Orange Book 2025: Australia’s Big 5 challenges
by Kate Griffiths
Elections are a time for policy ideas and policy vision to set Australia on a more prosperous path.
As Australians prepare to go to the polls, Grattan Institute has been preparing a new book on the policies that should be on the agenda of whoever wins the 2025 federal election – Labor or Coalition, majority or minority.
Our new Orange Book – drawing title inspiration from the Red and Blue Books that the public service prepares for incoming governments – charts a path to improved living standards for all Australians, now and in the future.
Fortunately, Australia is not starting from scratch – progress is being made on several fronts, but the next federal government will need to stay the course on many necessary but difficult reforms, and tackle others that have been left in the too-hard basket for too long.
The 2025 election comes at a time of great uncertainty globally. And for many Australians, recent years have been hard.
Australians emerged from pandemic-era disruptions to find themselves in a cost-of-living crisis. With rising protectionist sentiment threatening global trade, the international rules-based order under siege, and the impacts of climate change showing themselves, is it really any surprise that fewer of us believe Australia is a land of opportunity, where hard work brings a better life?

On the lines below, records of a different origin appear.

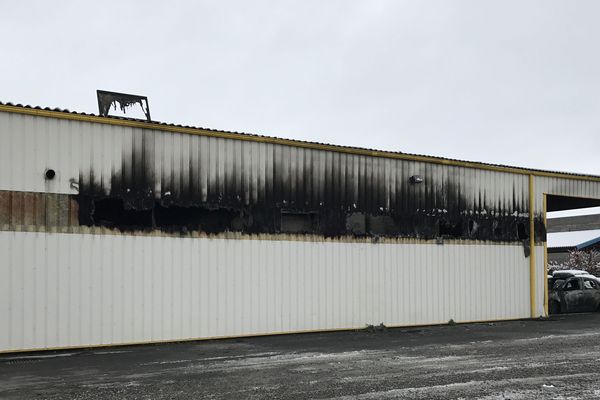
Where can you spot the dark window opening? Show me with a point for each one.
(448, 229)
(356, 224)
(473, 227)
(295, 222)
(521, 231)
(111, 212)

In this environment, it is easy to lose sight of the progress Australia has made. But we have made progress. Australia has navigated the crises of recent years while avoiding mass job losses and business bankruptcies. Australians are collectively healthier and wealthier than ever. And we are steadily reducing our carbon emissions.
With inflation having fallen, it is long-standing challenges that await, and we are better positioned than most countries to tackle them.
To set Australia on a more prosperous path, the next government will need to tackle the five big challenges we face:
- Transitioning to net zero: we need to further bend the curve on carbon emissions, and focus on the economic transformation that accompanies decarbonisation.
- Tackling the housing crisis: we need to relax planning constraints, boost supply, and support mobility.
- Deepening talent pools: we need to improve our school systems, early childhood education, skilled migration, and delivery of human services.
- Meeting the needs of an ageing population: we need to get better at tackling chronic disease and shore up sustainable retirement and aged-care systems.
- Fixing the structural budget problem: we need to introduce bold tax reforms, implement sensible savings, make hospitals more efficient, and rein in NDIS costs to make the scheme sustainable.
None of these challenges is new. And in each case, Australia has already made a start. But the clock is ticking.
Productivity growth is the key to raising our living standards in the long term. While the federal government doesn’t hold all the levers, it can strengthen the foundations: a competitive economy, a well-functioning labour market, the conditions for people to flourish (housing, health, education, and social cohesion), and the right infrastructure, tax, and regulatory settings.
Our Orange Book puts forward evidence-based policy ideas in all of these areas and more.
The transition to net zero will be easier with a predictable environment for investors and consumers. The next federal government should maintain the 2030 target, and set a 2035 target for emissions reduction of 65 per cent to 75 per cent below 2005 levels. Electricity and gas market reforms, and comprehensive industry policy, will also be needed for a successful transition.
Making housing more affordable is a social and economic imperative. There are substantial economic and budgetary benefits in halving the capital gains tax discount and curbing negative gearing, but boosting supply is the real game-changer for housing affordability.
While most of the levers sit with state governments, the federal government can sharpen states’ incentives to boost supply, fund states to swap stamp duty for land taxes, and triple the Housing Australia Future Fund.
In health, chronic disease is the big system challenge. Australia must adopt a prevention agenda, alongside changes in how GP clinics are funded to support chronic disease management, and a greater focus on hospital efficiency, to help meet growing demand for care.
In education, we must lift our game to ensure the next generation of students gains the essential skills to thrive. Australia needs to set more ambitious targets for student learning, and provide schools and teachers with the robust guidance, curriculum materials, and professional development they need.
The NDIS provides life-changing support to many disabled Australians, but reforms to build up foundational supports and clarify eligibility for individualised support need to be implemented well to make the scheme sustainable.
There are also opportunities for the next government to improve our retirement incomes system by simplifying the system for retirees, curbing superannuation tax breaks that cost far too much, and strengthening the social safety net to protect vulnerable retirees.
Some of our recommendations are major reforms, such as reducing income tax breaks, or broadening and raising the GST. Others are relatively easier, including staying the course on existing policies such as the Safeguard Mechanism and the New Vehicle Efficiency Standard to support the transition to net zero.
Some reforms would cost money, such as raising JobSeeker to a liveable level. Some would save money, such as counting more of the family home in the age pension asset test. Others would have very little budgetary impact but would improve confidence in our policy-making institutions, including reforms to reduce the influence of vested interests.
Governments have limited fiscal, workforce, and capability bandwidth, and that needs to be factored into the extent and timing of reforms. No government could implement all these reforms in a single term.
But if governments were to tackle a reasonable number of these reforms over the next decade, we would be well on our way to a more prosperous Australia.